It was 24 years ago today that my baby girl Abby was born. (See her at right, in this recent photo with my husband Ben and me.)
It was a beautiful early fall day, much like today – blue sky, pleasant temperature, just about perfect. The doctors had warned me that if she didn’t show up on her due date, they were likely to try a little ‘encouragement’ – but she knew what she was doing: labor started on October 4, early in the morning, and at about 1:15 AM on October 5, Abby made her debut and everything in my life changed for the good.
So it is with so many children’s debuts into the world when, as Ysaye Barnwell and Sweet Honey and the Rock testify, “For each child that’s born, a morning star rises and sings to the universe who we are.” And the promise that our children are born with carries them into life: all the ‘firsts’ that they experience as babies and toddlers, the discoveries they make (who can forget the look on a small child’s face when they taste something like chocolate for the first time, or see a butterfly in the air?) They arrive with hope and with optimism, and if they are lucky, they are raised to embody love and care for others as their companions.
Each time a tragedy occurs in our society – as we have seen again with the Las Vegas massacre – I wonder what it is that we tell these children of ours. How do we explain the madness of an individual but more than that, how do we explain a society that refuses to pass legislation that would make it more difficult for individuals who are bent on killing, to purchase guns or gizmos that turn hand guns into rapid fire destruction machines? How do we hold on to a point of view that says that we should “Be kind in all we do,” or that “Each person is important,” when actions of violence don’t support that statement?
It is a tough world out there – increasingly so, in my assessment – yet here we are, living on the big blue bubble, holding on to the idea that we are here as Unitarian Universalists to build a fair and peaceful world, and to believe that we all are good people who can help to change our world for good.
I can’t say that I’ll stop telling children I educate these things, these fondly-held hopes. But I will also recognize that our behaviors increasingly belie our beliefs and our statements. Somehow, somewhere, we need to find a way to live our values and make them real.

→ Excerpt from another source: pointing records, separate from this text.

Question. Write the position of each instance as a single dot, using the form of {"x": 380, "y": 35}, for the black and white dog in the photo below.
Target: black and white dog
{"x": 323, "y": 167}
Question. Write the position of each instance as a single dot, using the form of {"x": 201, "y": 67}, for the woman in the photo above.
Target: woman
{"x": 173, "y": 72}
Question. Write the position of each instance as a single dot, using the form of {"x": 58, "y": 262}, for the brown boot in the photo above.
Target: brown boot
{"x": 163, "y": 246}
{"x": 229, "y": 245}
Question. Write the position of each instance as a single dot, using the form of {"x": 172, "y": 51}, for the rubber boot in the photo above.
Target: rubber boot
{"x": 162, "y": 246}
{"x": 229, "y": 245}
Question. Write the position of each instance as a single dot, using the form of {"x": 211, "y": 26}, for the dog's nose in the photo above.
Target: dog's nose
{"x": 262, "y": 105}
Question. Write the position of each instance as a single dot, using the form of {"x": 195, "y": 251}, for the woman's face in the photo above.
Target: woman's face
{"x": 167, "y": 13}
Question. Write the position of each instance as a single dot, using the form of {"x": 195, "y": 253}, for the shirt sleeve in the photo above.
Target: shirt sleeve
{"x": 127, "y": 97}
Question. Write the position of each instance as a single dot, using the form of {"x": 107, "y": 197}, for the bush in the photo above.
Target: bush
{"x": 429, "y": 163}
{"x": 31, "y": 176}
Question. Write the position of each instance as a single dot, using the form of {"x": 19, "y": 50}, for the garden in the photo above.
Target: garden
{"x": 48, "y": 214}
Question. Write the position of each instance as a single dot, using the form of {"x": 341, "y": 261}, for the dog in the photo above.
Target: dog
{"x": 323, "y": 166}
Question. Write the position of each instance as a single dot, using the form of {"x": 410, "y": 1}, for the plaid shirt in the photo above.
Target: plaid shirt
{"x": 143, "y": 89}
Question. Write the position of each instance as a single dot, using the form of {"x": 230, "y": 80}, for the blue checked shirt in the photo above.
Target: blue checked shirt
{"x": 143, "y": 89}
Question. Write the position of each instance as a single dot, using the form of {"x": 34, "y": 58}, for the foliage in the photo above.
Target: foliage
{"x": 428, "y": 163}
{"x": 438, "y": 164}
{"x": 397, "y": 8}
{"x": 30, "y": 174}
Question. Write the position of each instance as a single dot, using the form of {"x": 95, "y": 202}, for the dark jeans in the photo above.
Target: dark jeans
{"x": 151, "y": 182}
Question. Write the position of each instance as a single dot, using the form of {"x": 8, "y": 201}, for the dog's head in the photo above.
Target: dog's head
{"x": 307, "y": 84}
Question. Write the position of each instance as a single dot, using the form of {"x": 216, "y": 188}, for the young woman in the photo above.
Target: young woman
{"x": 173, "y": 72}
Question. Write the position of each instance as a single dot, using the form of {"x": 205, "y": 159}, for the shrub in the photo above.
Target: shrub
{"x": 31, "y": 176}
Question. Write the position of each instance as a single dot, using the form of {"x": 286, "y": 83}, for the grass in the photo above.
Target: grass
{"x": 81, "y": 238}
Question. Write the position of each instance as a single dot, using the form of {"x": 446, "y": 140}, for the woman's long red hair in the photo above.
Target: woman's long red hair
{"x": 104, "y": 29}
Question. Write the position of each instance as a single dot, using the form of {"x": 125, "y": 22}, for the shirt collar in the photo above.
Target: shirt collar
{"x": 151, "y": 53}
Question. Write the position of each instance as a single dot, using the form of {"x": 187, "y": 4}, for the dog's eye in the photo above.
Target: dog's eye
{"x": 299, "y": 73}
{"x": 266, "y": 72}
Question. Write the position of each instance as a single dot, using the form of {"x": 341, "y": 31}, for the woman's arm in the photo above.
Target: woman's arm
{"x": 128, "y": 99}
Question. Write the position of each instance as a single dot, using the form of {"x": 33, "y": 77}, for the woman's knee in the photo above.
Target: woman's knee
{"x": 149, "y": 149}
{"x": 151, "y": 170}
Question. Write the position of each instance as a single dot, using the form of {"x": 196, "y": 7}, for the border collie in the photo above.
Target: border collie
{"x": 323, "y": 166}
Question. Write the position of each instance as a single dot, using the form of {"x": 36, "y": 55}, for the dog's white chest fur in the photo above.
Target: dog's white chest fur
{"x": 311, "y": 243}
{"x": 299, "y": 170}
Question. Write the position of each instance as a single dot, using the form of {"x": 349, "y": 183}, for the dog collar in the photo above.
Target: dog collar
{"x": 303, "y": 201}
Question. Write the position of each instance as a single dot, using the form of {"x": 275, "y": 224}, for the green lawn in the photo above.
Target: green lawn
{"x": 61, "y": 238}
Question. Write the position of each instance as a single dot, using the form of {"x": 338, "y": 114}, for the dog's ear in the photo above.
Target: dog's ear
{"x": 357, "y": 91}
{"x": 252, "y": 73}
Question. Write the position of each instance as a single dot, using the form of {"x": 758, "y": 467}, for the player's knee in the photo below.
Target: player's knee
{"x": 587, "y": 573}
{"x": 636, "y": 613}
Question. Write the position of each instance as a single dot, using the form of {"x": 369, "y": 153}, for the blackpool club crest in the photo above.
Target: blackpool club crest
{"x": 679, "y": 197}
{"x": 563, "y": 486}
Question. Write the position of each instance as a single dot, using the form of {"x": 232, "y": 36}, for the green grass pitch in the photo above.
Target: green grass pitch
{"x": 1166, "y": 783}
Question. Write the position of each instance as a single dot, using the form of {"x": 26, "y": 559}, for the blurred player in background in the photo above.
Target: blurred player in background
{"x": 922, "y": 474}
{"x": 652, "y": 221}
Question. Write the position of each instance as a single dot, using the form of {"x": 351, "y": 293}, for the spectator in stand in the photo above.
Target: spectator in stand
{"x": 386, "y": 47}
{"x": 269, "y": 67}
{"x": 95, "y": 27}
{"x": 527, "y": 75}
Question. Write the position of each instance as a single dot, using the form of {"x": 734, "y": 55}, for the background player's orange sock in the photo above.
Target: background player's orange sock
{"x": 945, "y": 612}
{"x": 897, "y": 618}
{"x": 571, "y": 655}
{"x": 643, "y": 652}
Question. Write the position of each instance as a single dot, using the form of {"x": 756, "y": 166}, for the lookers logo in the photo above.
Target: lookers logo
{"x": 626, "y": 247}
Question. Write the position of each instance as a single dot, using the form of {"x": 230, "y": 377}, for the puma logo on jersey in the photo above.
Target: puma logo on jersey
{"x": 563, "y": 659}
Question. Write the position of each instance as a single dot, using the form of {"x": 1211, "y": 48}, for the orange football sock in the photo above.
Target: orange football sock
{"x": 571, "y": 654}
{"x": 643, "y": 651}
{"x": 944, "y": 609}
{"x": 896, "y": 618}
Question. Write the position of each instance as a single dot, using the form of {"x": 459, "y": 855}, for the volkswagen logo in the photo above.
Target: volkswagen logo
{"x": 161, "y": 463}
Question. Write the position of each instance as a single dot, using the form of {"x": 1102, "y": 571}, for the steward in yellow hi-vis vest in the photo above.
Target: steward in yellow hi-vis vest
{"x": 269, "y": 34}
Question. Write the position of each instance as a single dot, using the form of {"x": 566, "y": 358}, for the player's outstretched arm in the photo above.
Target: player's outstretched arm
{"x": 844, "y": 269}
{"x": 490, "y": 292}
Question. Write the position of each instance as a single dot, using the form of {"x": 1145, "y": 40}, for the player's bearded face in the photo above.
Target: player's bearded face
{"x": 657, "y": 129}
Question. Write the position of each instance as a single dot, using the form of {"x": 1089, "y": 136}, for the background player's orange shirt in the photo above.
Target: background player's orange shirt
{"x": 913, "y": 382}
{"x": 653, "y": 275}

Today, I’m celebrating Abby’s birthday. I want to celebrate your children’s birthdays, too…and the birthdays and weddings of people I never met, honoring the hopes their parents hold for them, and the promise they carry with them to make the world beautiful and good. I don’t know, but I keep holding on to the belief that if we all join together in pushing for the gun legislation that might make our world safer, then in the end, enough people will wake up, and recognize that more guns, more violence, will not solve our problems. Now that would be a day to remember.